De plus je ne sais pas si c'est du à ces erreurs, mais lors du lancement de compiz dès qu'un effet s'active c'est le freeze et donc le reboot manuel.

Merci d'avance.Last edited by xeno on Fri Apr 11, 2008 10:42 am; edited 1 time in total

----------

## loopx

regarde les logs de X

essaye sans fichier de configuration  :Wink:  (fais un move)

Tu as ptet oublié un flag dans VIDEO_CARDS

Tu n'a pas sélectionné la bonne implémentation opengl:

eselect opengl list

----------

## xeno

Toujours une réponse rapide de ta part Loopx ( et je t'en remercie )

Bon pour ce qui est des logs de X, je n'ai aucune erreur (EE). Donc je regarde du coté de flag dans VIDEO_CARDS.Et j'ai :

-i810 vesa.

Pour l'implémentation opengl je n'ai que un seul choix donc je pense que je suis bon   :Laughing: 

Par contre pour les fichiers de configuration , de quels fichiers parles-tu?

Merci encore!

----------

## Desintegr

Essaye peut-être le pilote intel à la place du i810 dans la configuration de Xorg.

----------

## dapsaille

 *xeno wrote:*   

> Toujours une réponse rapide de ta part Loopx ( et je t'en remercie )
> 
> Bon pour ce qui est des logs de X, je n'ai aucune erreur (EE). Donc je regarde du coté de flag dans VIDEO_CARDS.Et j'ai :
> 
> -i810 vesa.
> ...

 

-i810 ?? pourquoi le - ???

----------

## xeno

Merci pour vos réponses.

Le "-" c'est parce que je voulais faire un paragraphe mais inutile donc c'est une erreur de ma part   :Very Happy: 

J'ai changé le i810 en intel mais toujours le même soucis!

----------

## dapsaille

 *xeno wrote:*   

> Merci pour vos réponses.
> 
> Le "-" c'est parce que je voulais faire un paragraphe mais inutile donc c'est une erreur de ma part  
> 
> J'ai changé le i810 en intel mais toujours le même soucis!

 

Tu as opengl en flags ?

----------

## xeno

Oui le Use flags opengl est bien dans ma liste.

----------

## Leander256

Salut,

J'ai le meme chipset sur mon portable et j'ai exactement le meme probleme: des que je demarre un programme opengl (autre que glxgears), plantage complet de l'ordinateur et oblige de rebooter avec magic sysrq.
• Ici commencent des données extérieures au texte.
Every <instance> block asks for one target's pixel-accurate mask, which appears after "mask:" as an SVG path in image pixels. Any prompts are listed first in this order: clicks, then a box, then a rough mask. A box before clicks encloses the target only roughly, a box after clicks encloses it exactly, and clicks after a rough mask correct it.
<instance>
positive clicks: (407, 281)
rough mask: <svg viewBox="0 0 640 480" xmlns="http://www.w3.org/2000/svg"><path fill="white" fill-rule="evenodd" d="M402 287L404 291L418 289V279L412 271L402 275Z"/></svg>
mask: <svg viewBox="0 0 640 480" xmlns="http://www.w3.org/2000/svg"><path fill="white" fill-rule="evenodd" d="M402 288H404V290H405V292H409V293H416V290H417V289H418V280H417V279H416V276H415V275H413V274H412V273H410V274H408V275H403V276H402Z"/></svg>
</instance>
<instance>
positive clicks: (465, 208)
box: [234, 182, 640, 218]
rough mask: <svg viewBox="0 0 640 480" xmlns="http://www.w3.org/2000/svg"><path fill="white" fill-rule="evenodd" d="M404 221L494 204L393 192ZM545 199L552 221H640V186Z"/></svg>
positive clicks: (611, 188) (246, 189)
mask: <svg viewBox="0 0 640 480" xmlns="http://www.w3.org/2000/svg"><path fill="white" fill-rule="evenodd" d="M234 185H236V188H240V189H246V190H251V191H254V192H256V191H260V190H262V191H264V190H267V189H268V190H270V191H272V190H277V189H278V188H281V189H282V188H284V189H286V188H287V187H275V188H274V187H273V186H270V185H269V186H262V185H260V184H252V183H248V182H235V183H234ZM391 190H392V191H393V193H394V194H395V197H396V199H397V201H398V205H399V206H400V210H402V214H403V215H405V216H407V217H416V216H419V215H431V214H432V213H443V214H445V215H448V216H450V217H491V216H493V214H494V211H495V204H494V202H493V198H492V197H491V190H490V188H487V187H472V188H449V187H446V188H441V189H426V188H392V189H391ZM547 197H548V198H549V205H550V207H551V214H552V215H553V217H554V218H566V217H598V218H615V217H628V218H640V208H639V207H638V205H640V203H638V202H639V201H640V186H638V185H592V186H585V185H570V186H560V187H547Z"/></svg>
Je suis en amd64 stable, j'ai donc essaye d'installer une version plus recente de xf86-video-i810 (la 2.2.0.90) mais maintenant le DRI ne fonctionne plus. Je crois comprendre que pour pouvoir l'utiliser correctement il faut passer tout X.org en instable, je n'ai pas le temps de faire ca ce soir. Si tu es a court d'idees je te suggere donc un upgrade.

----------

## geekounet

Sur mes 2 laptops avec leur i965GM, ça freeze si je lance un petit crack-attack, par contre Nexuiz, Tremulous, etc. tournent nickel, donc je ne vois pas trop d'où ça peut venir (un laptop en ~x86, l'autre en ~amd64). Mais j'ai aussi des freezes aléatoires bizarres de X de temps en temps, mais je ne sais pas si ça vient directement de la CG par contre pour ces fois là...

----------

## loopx

 *xeno wrote:*   

> Oui le Use flags opengl est bien dans ma liste.

 

et le use dri ?

----------

## xeno

Oui le use flag "dri" est bien présent dans la liste. Je commence à perdre espoir de faire fonctionner correctement cette carte   :Embarassed: 

----------

## loopx

sisi, ca doit fonctionner mais moi j'ai jamais eu d'intel donc ...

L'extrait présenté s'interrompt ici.